Ian’s Day: July 7, 2010 according to Olivia (9)
“I remember the day Ian died. We were watching Ian on the screen at the sonogram and then he didn’t have a heartbeat. We were all crying because it was sad that he wasn’t alive. We went to the hospital late at night with my Aunt so that we could hold him. I remember holding my baby brother and wearing the scrubs like my Dad was wearing when Ian was born. He was such a beautiful baby. Fr. Farnan baptized Ian in my sister’s arms. We were all around him and it was so nice. I really liked that we lifted balloons off to him in heaven. All of our friends and family were there. I pray to Ian when I need his help. I will miss him.”
Ian’s Day: July 7, 2010 according to Lucy (5)
“I remember everyone crying when we went to see him on the computer. I was sad because Mommy was sad. I remember holding my sweet baby brother but he wasn’t alive. My sisters got to hold him too. Mommy was really sleepy but she was covered up with blankets. I like that we planted his tree because I can sit on the bench next to it and think about him. I feel my brother hugging me when I am warm and cozy in my bed at night. I love him.”
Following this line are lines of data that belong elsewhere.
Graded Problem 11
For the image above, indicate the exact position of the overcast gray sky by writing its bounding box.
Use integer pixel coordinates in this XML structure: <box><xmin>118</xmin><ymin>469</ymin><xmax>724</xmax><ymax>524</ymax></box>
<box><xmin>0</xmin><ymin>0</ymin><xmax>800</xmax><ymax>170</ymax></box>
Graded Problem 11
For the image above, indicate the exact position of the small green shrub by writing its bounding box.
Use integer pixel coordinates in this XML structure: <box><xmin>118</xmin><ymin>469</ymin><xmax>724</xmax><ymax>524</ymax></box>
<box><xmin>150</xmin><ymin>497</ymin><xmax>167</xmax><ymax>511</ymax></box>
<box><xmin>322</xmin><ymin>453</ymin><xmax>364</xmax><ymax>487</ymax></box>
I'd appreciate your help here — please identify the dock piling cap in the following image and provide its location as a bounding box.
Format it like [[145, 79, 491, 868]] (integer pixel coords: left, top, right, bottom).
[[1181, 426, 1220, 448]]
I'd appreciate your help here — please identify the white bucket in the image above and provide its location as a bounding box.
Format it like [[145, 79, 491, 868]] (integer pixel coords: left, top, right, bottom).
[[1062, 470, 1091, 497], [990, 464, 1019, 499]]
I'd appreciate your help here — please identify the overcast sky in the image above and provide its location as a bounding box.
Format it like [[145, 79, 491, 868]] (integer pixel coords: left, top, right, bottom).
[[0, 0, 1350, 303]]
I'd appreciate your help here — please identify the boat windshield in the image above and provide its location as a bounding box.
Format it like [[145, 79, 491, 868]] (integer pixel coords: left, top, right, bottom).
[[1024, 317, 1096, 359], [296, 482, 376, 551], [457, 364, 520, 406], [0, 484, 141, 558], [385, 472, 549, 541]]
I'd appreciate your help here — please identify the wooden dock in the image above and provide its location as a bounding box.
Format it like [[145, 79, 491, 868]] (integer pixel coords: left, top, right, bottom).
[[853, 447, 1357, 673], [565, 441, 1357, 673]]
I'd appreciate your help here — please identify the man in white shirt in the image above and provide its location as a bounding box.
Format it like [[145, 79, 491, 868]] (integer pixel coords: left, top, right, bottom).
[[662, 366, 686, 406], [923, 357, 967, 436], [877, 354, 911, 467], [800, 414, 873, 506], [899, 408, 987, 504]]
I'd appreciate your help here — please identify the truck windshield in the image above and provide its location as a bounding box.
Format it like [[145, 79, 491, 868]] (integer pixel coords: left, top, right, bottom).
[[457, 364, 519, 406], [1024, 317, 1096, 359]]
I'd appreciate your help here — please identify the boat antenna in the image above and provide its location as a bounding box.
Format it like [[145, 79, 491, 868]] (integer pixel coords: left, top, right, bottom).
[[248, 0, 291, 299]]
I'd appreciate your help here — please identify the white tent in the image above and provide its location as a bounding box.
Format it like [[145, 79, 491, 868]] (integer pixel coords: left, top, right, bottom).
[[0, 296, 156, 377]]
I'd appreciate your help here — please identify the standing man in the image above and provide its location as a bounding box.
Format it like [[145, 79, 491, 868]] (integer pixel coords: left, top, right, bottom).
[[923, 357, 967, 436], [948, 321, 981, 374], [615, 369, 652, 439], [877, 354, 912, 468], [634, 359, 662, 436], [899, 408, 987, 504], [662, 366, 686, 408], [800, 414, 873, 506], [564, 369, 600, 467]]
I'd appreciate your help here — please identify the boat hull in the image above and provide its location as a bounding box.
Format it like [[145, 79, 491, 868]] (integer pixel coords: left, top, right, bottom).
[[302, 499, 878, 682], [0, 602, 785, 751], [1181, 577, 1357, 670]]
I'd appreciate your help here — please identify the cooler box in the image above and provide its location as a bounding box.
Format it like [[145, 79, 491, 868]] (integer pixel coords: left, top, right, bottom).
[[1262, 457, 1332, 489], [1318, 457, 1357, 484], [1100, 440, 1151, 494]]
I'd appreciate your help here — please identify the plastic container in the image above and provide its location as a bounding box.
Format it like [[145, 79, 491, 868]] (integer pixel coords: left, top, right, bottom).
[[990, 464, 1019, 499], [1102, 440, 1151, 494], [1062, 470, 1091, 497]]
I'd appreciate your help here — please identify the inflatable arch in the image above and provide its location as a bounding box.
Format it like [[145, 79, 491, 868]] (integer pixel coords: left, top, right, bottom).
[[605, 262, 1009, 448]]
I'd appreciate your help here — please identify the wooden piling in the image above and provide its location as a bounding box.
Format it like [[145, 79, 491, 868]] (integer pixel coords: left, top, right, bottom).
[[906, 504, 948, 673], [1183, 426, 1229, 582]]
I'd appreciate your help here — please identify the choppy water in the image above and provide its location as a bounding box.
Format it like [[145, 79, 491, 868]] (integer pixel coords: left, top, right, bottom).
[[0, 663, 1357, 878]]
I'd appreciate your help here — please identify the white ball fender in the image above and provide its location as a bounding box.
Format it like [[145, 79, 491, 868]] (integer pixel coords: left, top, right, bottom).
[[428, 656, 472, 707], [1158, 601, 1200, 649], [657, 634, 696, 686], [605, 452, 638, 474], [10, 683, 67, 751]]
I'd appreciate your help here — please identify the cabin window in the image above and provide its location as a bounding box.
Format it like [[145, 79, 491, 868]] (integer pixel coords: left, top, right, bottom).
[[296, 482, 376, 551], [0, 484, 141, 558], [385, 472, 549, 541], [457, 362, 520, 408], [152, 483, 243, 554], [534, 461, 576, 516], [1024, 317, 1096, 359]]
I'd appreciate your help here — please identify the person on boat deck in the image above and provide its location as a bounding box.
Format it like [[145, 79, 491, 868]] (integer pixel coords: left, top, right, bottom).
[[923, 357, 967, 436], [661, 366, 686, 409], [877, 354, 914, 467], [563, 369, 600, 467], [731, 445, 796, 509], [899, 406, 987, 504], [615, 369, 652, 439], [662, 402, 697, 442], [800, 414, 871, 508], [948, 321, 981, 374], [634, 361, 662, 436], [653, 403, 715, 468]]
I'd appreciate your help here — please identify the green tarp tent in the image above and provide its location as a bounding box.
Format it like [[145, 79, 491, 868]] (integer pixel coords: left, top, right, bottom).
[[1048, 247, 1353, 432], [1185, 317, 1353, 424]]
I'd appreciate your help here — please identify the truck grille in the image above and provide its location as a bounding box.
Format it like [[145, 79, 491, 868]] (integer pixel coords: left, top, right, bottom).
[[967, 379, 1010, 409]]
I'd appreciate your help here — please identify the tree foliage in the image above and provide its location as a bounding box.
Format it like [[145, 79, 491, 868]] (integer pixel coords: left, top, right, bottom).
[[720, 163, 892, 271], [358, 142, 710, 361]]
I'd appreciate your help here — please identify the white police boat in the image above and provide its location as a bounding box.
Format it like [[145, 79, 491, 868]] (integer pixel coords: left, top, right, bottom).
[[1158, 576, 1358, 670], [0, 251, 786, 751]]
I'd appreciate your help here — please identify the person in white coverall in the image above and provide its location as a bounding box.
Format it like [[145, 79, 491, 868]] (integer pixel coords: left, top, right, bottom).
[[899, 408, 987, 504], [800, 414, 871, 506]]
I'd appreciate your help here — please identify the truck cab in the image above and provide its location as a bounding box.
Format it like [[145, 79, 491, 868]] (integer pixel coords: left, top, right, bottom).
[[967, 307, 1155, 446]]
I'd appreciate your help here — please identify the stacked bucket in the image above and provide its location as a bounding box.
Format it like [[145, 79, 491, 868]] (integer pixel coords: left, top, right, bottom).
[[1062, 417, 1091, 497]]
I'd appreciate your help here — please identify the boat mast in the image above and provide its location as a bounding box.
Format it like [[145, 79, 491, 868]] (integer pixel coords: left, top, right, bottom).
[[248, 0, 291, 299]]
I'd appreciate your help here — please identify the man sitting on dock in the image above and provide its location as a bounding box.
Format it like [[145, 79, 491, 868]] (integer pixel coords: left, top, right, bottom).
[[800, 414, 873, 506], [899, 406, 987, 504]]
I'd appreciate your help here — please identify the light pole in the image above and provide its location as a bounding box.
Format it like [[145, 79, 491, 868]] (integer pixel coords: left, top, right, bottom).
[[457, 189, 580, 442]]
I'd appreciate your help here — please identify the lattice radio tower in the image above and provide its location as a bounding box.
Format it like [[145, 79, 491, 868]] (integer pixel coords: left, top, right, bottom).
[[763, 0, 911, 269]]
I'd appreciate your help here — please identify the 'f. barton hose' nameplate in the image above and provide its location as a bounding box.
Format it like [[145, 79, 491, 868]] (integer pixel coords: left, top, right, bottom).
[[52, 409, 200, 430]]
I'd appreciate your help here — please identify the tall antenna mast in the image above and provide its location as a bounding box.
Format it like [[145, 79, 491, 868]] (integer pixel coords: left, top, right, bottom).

(Editor’s note: Kim and John’s first born is the delightful Gabriel. We met them when their second son was diagnosed prenatally with a fatal birth defect. Zachary did not survive. Several years later they conceived a beautiful baby girl and the pregnancy was advancing normally. Unexpectedly their perfectly formed Isabella was stillborn. Recently Kim and John received a new baby into their family through adoption. He is Lucas and these are their reflections with Gabriel.)
We've been extremely busy. Lucas is very adorable and very demanding! What five month old isn't!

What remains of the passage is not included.